Deshalb setze er auf ein „Einfrieren“ des Konflikts, führte Varwick aus. Eine Möglichkeit für Kiew, sich militärisch durchzusetzen, sieht der Politikwissenschaftler nicht. „Die Ukraine verheizt Menschen“ im Kampf um Bachmut, so Varwick, das sei ein „völlig sinnloses“ Gefecht mit tausenden Toten am Tag.

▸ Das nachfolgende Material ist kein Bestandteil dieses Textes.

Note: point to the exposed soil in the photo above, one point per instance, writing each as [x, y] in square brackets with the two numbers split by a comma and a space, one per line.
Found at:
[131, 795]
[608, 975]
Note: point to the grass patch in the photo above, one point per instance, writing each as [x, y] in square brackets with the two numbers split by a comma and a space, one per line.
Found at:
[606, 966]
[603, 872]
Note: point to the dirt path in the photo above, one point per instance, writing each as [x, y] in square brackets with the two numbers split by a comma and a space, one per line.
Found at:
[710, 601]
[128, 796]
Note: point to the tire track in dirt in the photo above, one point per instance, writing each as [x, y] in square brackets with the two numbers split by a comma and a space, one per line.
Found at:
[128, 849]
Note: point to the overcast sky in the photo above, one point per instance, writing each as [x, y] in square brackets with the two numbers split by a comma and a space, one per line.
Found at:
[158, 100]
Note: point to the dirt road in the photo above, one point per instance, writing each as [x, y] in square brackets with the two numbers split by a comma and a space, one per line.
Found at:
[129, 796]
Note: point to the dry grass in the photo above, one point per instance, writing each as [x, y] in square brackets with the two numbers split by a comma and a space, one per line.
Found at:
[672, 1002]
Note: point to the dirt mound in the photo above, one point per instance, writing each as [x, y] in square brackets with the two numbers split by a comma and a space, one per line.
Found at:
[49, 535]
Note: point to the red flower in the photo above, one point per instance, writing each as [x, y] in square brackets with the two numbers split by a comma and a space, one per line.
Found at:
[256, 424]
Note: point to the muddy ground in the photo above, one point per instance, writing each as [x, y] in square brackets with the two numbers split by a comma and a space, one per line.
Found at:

Johannes Varwick und Roderich Kiesewetter in leidenschaftlicher Diskussion bei Markus Lanz
Kiesewetter sah das gänzlich anders. „Die Russen verwenden – ein furchtbarer Begriff – ihre Soldaten als ‚Kanonenfutter‘“, erklärte der CDU-Politiker. Der Kampf um Bachmut sei militärisch zudem aus ukrainischer Sicht völlig nachvollziehbar. „Wenn das fällt, haben die Russen freie Bahn und brechen 80 Kilometer durch“, sagte Kiesewetter und warf Varwick vor: „Sie verkennen die Lage vor Ort“. Der CDU-Politiker zeigte sich zudem offen für die Lieferung von Kampfjets an die Ukraine und hält auch Angriffe auf russisches Gebiet für legitim.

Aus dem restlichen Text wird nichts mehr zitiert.